NEW YORK – Merck on Monday said it has decided to halt a Phase III study evaluating the combination of its anti-PD-1 therapy pembrolizumab (Keytruda) with ipilimumab (Bristol Myers Squibb's Yervoy) in first-line, metastatic non-small cell lung cancer patients with high PD-L1 expression and no EGFR or ALK alterations.
The Keynote-598 study is comparing the pembrolizumab-ipilimumab combination against pembrolizumab monotherapy in more than 550 NSCLC patients with PD-L1 expression in at least 50 percent of tumor cells.

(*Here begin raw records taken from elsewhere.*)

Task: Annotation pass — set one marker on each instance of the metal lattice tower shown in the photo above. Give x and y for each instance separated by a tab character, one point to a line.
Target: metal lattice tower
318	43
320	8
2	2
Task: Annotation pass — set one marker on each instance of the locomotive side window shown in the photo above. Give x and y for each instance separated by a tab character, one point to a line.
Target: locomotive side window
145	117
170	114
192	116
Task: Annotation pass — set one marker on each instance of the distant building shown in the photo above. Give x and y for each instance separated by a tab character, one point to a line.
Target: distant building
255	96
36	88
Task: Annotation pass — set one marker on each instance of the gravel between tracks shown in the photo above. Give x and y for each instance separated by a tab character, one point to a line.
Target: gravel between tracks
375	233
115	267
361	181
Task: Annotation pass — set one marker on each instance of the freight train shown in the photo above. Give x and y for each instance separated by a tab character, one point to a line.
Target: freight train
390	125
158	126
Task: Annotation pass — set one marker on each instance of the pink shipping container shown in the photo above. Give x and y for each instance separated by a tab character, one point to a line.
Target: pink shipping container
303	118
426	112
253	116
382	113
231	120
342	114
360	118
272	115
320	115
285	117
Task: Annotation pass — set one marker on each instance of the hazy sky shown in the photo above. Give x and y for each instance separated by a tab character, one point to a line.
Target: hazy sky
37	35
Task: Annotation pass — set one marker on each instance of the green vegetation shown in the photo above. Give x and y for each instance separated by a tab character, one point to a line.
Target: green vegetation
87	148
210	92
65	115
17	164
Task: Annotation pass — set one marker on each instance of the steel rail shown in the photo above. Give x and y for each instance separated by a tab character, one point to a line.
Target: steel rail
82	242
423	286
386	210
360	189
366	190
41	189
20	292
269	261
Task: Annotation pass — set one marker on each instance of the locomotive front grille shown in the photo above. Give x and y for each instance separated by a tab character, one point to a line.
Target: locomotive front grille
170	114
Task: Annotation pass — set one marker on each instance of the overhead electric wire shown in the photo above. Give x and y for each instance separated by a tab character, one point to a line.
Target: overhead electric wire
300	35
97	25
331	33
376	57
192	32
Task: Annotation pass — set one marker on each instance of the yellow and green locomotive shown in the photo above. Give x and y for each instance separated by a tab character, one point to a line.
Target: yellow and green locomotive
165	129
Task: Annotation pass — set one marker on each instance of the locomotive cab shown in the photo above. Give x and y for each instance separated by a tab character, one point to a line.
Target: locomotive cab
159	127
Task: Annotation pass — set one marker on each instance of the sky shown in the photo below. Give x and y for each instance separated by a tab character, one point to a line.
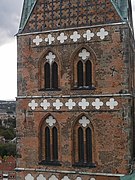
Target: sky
10	12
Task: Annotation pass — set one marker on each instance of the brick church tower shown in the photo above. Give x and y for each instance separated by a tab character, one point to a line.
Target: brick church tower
75	109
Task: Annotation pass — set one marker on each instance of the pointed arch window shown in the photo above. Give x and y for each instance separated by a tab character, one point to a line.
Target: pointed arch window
82	143
49	72
48	151
83	70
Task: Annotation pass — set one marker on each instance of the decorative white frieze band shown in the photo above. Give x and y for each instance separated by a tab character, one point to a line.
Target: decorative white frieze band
52	177
74	37
71	104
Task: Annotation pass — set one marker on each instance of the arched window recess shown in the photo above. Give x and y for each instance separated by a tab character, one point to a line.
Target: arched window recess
83	145
49	140
84	75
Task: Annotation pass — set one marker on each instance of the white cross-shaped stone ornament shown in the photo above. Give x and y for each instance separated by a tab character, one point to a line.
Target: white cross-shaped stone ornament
70	104
33	105
65	178
49	39
29	177
37	40
41	177
53	177
62	37
75	36
84	54
45	104
88	35
97	104
83	104
84	121
78	178
102	33
50	120
50	57
58	104
111	103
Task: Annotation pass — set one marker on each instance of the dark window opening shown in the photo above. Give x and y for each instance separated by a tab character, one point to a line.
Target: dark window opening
80	73
54	75
88	72
47	75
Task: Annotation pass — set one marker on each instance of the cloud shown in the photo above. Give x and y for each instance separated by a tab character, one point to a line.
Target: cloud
10	11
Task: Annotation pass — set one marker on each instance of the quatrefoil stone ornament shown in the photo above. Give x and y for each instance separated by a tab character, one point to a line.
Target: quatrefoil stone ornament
62	38
70	104
50	57
75	36
84	121
50	120
97	103
41	177
111	103
88	35
83	104
84	54
57	104
65	178
37	40
49	39
29	177
45	104
102	33
53	177
33	105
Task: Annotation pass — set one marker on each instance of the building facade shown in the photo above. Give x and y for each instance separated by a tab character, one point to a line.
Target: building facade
75	106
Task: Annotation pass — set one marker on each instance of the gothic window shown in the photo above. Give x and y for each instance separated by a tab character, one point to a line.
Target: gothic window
49	72
83	143
84	70
48	151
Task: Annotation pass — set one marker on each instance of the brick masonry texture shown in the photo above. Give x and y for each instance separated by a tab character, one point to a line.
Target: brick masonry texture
112	74
57	14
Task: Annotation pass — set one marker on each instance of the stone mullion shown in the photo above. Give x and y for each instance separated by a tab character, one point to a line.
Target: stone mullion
50	75
84	139
84	74
51	145
43	144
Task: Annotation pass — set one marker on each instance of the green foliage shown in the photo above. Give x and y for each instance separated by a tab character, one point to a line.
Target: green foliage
7	149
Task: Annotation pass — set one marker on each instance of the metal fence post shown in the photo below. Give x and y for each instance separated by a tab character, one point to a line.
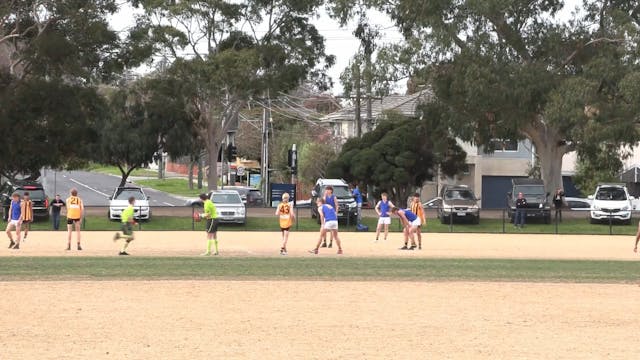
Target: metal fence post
193	220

Merck decided to stop the trial based on the recommendation of an independent data monitoring committee, which determined based on an interim analysis that the risks to patients in the trial outweighed the potential therapeutic benefits. In the study, the combination of two checkpoint inhibitors did not demonstrate any incremental benefit in terms of overall survival or progression-free survival compared to pembrolizumab monotherapy, and these endpoints crossed the futility boundaries.
The company plans to communicate the data from Keynote-598 to regulatory bodies and present it at an upcoming scientific meeting.
In the US, BMS markets the combination of its anti-PD-1 drug nivolumab (Opdivo) and ipilimumab as a first-line treatment for metastatic, NSCLC cancer patients with PD-L1 expression in at least 1 percent of tumor cells and without EGFR or ALK alterations. NSCLC patients can also receive nivolumab with ipilimumab when given with chemotherapy, regardless of their PD-L1 expression status. Nivolumab monotherapy is available for NSCLC patients after they progress on platinum-based chemo.
Merck's competing pembrolizumab is approved as a monotherapy in first-line NSCLC for patients with a PD-L1 tumor proportion score of 1 percent or more and no EGFR or ALK aberrations. Additionally, metastatic NSCLC patients can receive pembrolizumab as a single agent if they have a PD-L1 tumor proportion score of 1 percent or more after they've progressed on platinum-based chemo. The drug can also be combined with chemo for metastatic NSCLC patients as a front-line option.
Merck said it decided to conduct Keynote-598 to specifically explore whether the combination of its anti-PD-1 drug pembrolizumab and ipilimumab would improve outcomes beyond pembrolizumab monotherpay in lung cancer patients. "It is very clear that in this study, the addition of ipilimumab did not add clinical benefit but did add toxicity," Roy Baynes, chief medical officer at Merck Research Laboratories, said in a statement. "[Pembrolizumab] monotherapy remains a standard of care for the treatment of certain patients with metastatic non-small cell lung cancer whose tumors express PD-L1."
Meanwhile, BMS has reported over the past year that in the Phase III CheckMate-915 trial comparing its anti-PD-1 drug nivolumab and ipilimumab against just nivolumab in stage III/IV melanoma, the combination regimen did not significantly improve recurrence-free survival in the all-comer population or in those expressing PD-L1 in less than 1 percent of tumor cells.